Once sound enters the ears, it is processed by the physical components of the middle and inner ear and by the auditory centers of the brain. Pitch perception is affected by several factors, including the nature of how sound is processed in the body. Neural coding in the brain has an effect on how humans hear sound. The presence of multiple sounds, changes in volume, or frequency of sound pulses can affect how pitch is perceived. Theories that have attempted to define pitch perception include place theory and temporal theory.
Sound enters the ear and is first processed by the ear drum, or tympanic membrane. It then translates to movements in three small bones before passing into the cochlea, a spiral organ in the inner ear with hair cells that move with sound waves. The motion of the hairs translates to signals that get passed into the auditory nerve. Different frequencies are picked up by different parts of the basilar membrane inside the cochlea, as explained by place theory. This theory also describes how high harmonics close together are not perceived to be separate.
Theorists have also speculated that sound is perceived in relation to time, known as temporal theory. Nerve cells fire at periodic time intervals, but also serve to analyze frequency. A combination of the two theories helps in researching the nature of sound perception in humans. Neural activity in the auditory cortex has a profound effect on pitch perception, with pitch changes stimulating areas in the right hemisphere. Problems in the right temporal areas of the brain sometimes affect how someone is able to detect pitch changes.

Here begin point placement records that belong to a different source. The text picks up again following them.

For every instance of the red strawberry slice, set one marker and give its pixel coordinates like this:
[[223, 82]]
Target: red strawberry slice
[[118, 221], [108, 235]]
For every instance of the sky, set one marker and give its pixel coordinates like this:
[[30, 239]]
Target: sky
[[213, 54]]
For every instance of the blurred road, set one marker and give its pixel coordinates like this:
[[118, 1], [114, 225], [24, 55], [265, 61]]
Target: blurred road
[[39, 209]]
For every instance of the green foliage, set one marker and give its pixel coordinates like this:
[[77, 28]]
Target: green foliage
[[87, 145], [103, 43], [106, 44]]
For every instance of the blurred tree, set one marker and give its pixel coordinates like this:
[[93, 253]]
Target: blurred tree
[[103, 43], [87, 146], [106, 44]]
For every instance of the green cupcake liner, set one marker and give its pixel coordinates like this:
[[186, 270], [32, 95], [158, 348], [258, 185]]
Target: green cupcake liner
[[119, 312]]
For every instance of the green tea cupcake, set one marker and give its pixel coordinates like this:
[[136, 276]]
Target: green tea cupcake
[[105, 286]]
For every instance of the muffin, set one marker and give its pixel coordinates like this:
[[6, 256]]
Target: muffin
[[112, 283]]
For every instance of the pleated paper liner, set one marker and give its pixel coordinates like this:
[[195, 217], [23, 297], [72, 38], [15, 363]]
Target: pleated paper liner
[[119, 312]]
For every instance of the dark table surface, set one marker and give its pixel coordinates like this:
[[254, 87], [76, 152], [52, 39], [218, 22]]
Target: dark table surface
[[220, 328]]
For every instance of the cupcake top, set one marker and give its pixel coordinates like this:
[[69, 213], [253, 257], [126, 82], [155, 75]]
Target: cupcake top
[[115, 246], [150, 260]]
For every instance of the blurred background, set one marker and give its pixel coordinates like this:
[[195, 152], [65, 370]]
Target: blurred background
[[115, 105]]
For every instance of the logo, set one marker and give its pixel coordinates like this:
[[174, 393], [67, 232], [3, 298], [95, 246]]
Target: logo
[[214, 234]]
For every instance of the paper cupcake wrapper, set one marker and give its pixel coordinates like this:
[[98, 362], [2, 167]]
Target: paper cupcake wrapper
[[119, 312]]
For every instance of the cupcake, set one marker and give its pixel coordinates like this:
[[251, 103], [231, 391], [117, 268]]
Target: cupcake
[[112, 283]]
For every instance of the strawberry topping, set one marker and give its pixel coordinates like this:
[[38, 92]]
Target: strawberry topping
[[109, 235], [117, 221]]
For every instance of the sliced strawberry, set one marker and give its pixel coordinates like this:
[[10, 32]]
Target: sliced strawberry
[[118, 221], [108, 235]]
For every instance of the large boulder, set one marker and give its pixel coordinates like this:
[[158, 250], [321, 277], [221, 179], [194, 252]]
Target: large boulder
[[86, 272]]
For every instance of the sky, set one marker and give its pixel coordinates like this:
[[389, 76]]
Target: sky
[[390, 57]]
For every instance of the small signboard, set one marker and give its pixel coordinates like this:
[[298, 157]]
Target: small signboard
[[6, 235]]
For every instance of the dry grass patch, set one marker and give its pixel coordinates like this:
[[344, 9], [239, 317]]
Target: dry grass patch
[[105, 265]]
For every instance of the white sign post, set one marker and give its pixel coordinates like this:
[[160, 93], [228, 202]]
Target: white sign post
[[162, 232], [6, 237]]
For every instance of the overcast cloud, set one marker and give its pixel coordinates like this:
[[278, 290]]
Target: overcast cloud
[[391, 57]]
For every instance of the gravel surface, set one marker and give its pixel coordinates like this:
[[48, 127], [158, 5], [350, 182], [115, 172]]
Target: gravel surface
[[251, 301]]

The inability to understand pitch change is part of being tone deaf. When melodies are transposed to different keys, the relative pitch of each note is generally perceived. Sound intensity also has an effect on pitch perception. Increases in intensity for high frequency sounds will make them sound like the pitch is rising. Raising the intensity of low frequency sounds makes them sound like the pitch is getting lower.
Sounds that are pulsing or sustained also have a different pitch perception. Compared to a steady pulse, sound pulses with decreasing amplitude seem to have a higher pitch. Noises and tones that are heard over one tone can change its apparent pitch as well. Pitch perception is therefore affected by internal and external factors. A sound that remains steady in pitch sometimes seems to be changing as heard by the human ear.